# Lowveld Lodge



## Liz Wolf-Spada (Jan 23, 2012)

I have emailed the info@ email that came with a bill that I wanted to give the week back to them, no response. My email to Simone came back. Now I got the annual statement and report asking for a vote on what to do. I find the whole thing confusing and I don't know how to translate rand to dollars. It seems like either choice has an increase in payment for upgrades.
Liz


----------



## Gophesjo (Jan 23, 2012)

You can convert Rand to dollars at yahoo.com on the currency converter sub tab of the currency sub page of the finance page.  The three letter abbreviation for the Rand is 'ZAR.'  The conversion information should give you a place to begin to consider all of this.  Good luck!

Joe


----------



## Carolinian (Jan 24, 2012)

The conversion site I like is www.xe.com


----------



## cedars (Jan 25, 2012)

*conversion*

Hi: I would be interested in knowing whether they sent you any mechanism to vote (proxy forms).  I did not receive any nor any response to correspondence.  I would not send any more money until the future is clarified. MaryAnn


----------



## Dori (Jan 26, 2012)

I didn't get any proxy form either. Liz, did you try another e-mail address? Sometimes my yahoo address doesn't work, so then I try my hotmail and it goes through.

Dori


----------



## cdimi (Jan 26, 2012)

proxy forms are in the back of the booklet. Have to be returned by Feb 3


----------



## bailey (Jan 31, 2012)

Received my annual owner's report today with proxy form in back.  Haven't decided which action to vote on that would be in the my best interest as an owner.  Has anyone else made their decision?


----------



## Dori (Jan 31, 2012)

I didn't even see the proxy at the back. It is sitting at home in Toronto, and we are down in Florida, so I guess we won't be voting. It seems like there are no good choices for us as owners. Any idea when this has to be resolved by?

Dori


----------



## loosefeet (Feb 7, 2012)

So, are people waiting to pay their levies?  I don't know what to do.  Didn't see the proxy, and have no idea what to do.  Let's keep this conversation alive so we can stay as informed as we can.
I still have a Castleburn, and the have been easy to deal with-already paid those levies and made my trades!


----------



## bailey (Feb 11, 2012)

Has anyone heard what the results were of the special general meeting to vote on the future status of the resort?  The meeting was to be held february 3rd.


----------



## ansim1 (Mar 24, 2012)

We just received a letter from First Resorts today.  The shareholders voted in favor of Option 3...to terminate the timeshare scheme.

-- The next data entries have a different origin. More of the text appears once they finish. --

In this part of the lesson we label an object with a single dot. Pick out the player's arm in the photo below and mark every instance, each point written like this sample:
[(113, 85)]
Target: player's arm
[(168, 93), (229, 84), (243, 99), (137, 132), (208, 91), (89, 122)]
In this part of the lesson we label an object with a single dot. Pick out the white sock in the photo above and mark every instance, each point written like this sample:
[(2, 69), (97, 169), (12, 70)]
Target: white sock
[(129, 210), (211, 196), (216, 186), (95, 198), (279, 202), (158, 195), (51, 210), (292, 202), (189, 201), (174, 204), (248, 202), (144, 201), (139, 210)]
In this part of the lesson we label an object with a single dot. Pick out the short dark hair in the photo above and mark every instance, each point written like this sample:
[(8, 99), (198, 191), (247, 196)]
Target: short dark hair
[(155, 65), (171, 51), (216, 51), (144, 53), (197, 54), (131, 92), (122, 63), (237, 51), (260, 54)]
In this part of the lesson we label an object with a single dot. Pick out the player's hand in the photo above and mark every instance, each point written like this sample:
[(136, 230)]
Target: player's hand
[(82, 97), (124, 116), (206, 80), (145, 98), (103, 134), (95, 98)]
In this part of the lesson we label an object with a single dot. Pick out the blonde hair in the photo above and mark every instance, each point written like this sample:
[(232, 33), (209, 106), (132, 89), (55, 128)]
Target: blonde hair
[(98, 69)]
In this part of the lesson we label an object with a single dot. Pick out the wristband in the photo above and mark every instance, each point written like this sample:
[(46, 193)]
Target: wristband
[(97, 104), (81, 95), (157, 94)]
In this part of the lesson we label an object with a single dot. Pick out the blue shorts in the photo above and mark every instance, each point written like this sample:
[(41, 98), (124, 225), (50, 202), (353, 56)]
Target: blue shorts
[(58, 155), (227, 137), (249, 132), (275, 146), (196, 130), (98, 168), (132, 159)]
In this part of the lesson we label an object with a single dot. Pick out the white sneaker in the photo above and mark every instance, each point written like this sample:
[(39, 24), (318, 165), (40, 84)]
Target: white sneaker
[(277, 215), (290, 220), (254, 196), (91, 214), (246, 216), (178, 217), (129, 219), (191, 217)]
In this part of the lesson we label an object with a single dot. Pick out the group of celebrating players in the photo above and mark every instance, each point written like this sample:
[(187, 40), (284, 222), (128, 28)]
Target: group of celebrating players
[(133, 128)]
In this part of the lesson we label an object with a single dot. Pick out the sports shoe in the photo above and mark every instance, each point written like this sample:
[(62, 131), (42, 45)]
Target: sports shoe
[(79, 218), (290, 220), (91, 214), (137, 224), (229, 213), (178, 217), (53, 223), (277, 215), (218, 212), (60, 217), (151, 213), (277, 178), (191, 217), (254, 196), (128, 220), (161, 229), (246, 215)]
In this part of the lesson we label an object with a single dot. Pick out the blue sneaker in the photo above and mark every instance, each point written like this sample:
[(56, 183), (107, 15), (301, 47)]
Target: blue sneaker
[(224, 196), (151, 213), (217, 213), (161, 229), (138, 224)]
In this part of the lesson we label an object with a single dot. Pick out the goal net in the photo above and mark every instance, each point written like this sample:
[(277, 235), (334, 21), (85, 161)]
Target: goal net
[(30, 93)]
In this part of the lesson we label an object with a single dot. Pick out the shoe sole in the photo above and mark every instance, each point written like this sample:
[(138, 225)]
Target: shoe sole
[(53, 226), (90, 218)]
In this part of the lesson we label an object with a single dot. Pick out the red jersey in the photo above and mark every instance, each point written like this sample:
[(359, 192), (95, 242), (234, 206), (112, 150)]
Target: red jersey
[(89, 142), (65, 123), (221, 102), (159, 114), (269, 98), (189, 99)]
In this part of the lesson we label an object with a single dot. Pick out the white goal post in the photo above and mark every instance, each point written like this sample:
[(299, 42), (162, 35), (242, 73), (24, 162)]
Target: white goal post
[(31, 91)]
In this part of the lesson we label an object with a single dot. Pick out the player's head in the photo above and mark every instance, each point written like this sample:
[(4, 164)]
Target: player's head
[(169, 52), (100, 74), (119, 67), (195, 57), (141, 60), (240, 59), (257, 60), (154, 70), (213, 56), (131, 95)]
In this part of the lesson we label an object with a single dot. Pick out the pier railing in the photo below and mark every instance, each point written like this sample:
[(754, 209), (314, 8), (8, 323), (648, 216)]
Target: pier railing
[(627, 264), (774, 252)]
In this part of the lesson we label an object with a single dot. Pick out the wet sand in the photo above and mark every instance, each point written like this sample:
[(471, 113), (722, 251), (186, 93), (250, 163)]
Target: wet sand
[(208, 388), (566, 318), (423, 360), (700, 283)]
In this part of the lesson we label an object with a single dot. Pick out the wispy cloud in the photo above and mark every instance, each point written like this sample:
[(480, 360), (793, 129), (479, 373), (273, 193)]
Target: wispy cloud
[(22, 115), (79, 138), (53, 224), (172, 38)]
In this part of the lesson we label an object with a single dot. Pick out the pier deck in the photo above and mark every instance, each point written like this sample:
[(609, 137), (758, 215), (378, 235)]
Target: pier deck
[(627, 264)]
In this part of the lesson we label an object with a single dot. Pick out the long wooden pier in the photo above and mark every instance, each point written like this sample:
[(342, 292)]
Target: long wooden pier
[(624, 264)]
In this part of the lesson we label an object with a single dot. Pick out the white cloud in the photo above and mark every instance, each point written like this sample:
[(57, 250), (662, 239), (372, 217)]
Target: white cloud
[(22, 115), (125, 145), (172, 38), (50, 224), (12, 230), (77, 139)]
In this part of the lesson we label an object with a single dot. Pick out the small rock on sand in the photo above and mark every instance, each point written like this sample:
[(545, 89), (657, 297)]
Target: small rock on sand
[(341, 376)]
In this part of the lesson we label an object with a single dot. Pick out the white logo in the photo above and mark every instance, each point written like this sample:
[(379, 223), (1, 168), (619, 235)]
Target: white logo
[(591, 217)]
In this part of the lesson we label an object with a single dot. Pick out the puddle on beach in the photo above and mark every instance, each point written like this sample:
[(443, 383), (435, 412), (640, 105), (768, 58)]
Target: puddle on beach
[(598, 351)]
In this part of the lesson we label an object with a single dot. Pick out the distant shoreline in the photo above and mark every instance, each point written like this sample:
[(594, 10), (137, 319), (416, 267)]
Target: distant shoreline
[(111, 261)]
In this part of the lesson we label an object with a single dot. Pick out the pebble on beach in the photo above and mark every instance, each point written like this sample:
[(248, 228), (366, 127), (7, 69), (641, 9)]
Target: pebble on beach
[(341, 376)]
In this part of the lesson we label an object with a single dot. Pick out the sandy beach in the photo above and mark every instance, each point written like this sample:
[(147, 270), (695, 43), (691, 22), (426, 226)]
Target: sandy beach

The effect of the resolution is this:

"The Directors have been authorized by shareholders to terminate the timeshare scheme and to rent out the units to long term tennants.

Owners would still remain shareholders and still own the same shareholding as previously in the company called Lowveld Lodge Share Block Ltd, but will forfeit their right to occupy their week.  Levies will still be raised to shareholders and the proceeds of rental income will be distributed to each shareholder's levy account in proportion to their levy contributions."

They also stated that the "situation will be concidered annually whether to either re-open timeshare scheme , renew rentals for a further year or to sell the individual apartments.  The timeshare scheme was officially terminated on 29th February 2012.


----------



## Liz Wolf-Spada (Mar 24, 2012)

I need to let them know that my interest and willingness to participate is also "terminated".
Liz


----------



## dundey (Mar 25, 2012)

One of my few remaining SA timeshares, Knysna chalets is owned by First Resorts.  While there has been no indication of any change from the ts operation, I think Im going to sell it before I have to make that decision!
With an annual TPU of 10 or 11, it now makes sense.


----------



## Carolinian (Mar 25, 2012)

Wonder what percentage of that ''vote'' came from Froggy's points clubs?




ansim1 said:


> We just received a letter from First Resorts today.  The shareholders voted in favor of Option 3...to terminate the timeshare scheme.
> 
> The effect of the resolution is this:
> 
> ...


----------